In this decade, both the UN and the Organisation for Economic Co-operation and Development (OECD) have published reports warning of this relationship, as well as a very comprehensive guide for companies that use them, with recommendations to ensure that the minerals they buy are obtained ethically. And, recently, 12 African countries, including the DRC and Rwanda, have legislation requiring companies to check the supply chain.

"It is not a question of large companies not buying minerals in these countries, but of encouraging them to do so by first ensuring the conditions under which these resources have been obtained. They should take extra precautions, because they are extremely fragile countries. They should be very transparent and always report on their supply chain. The idea is to try to make a positive contribution to the development of these countries," says Gibb.

First legal initiatives

However, all these regulations and recommendations are of little use if the main buyers do not take action. In this regard, the United States Government took a major first step in 2010. It passed a law, known as Dodd-Frank, that requires companies in the DRC to determine whether their products contain one or more of the four major conflict minerals - tin, tantalum, tungsten and gold - and whether they have been mined in the DRC or in one of its nine neighbouring countries. For the first time, Western legislation sought to break the links between the Congo minerals business and the financing of armed groups.

And on 22 May 2015, the European Parliament voted a law with a similar will. The approved proposal aims to oblige companies, both manufacturers and suppliers of electronic materials, to control the processes of extraction and purchase of minerals. These regulations will require the auditing of 880,000 companies in the European Union that supply electronic equipment. The main problem is the supply chain that carries this ore from the time it is mined to the time it reaches the consumer, which is highly complex and branched. Not that it is very different from other sectors, such as textiles, food and finance, but it is extremely opaque.

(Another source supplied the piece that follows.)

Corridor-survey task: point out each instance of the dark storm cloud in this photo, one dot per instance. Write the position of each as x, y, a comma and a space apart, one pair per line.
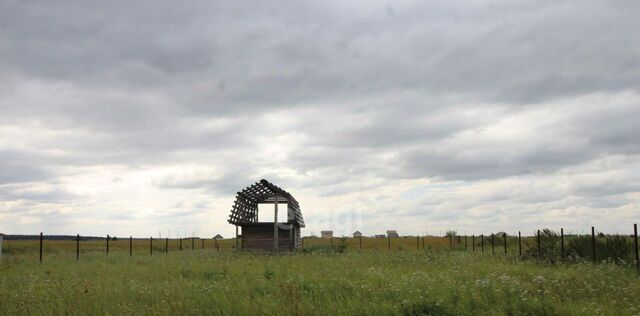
356, 96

"Food scandals in Europe - do you remember that horse meat affair? - caused social pressure on companies to cause them to give information about where the food came from, under what conditions it was made, where, under what conditions the workers were. We want to extend that approach to the minerals sector," says Gibb.

Some companies have already taken steps in this direction. And it can certainly already be noted that "the commitment of these companies to human rights increases the value of their brands. Right now there are like two markets in parallel: one that takes steps to become more and more transparent and the other very opaque," says Mbubi.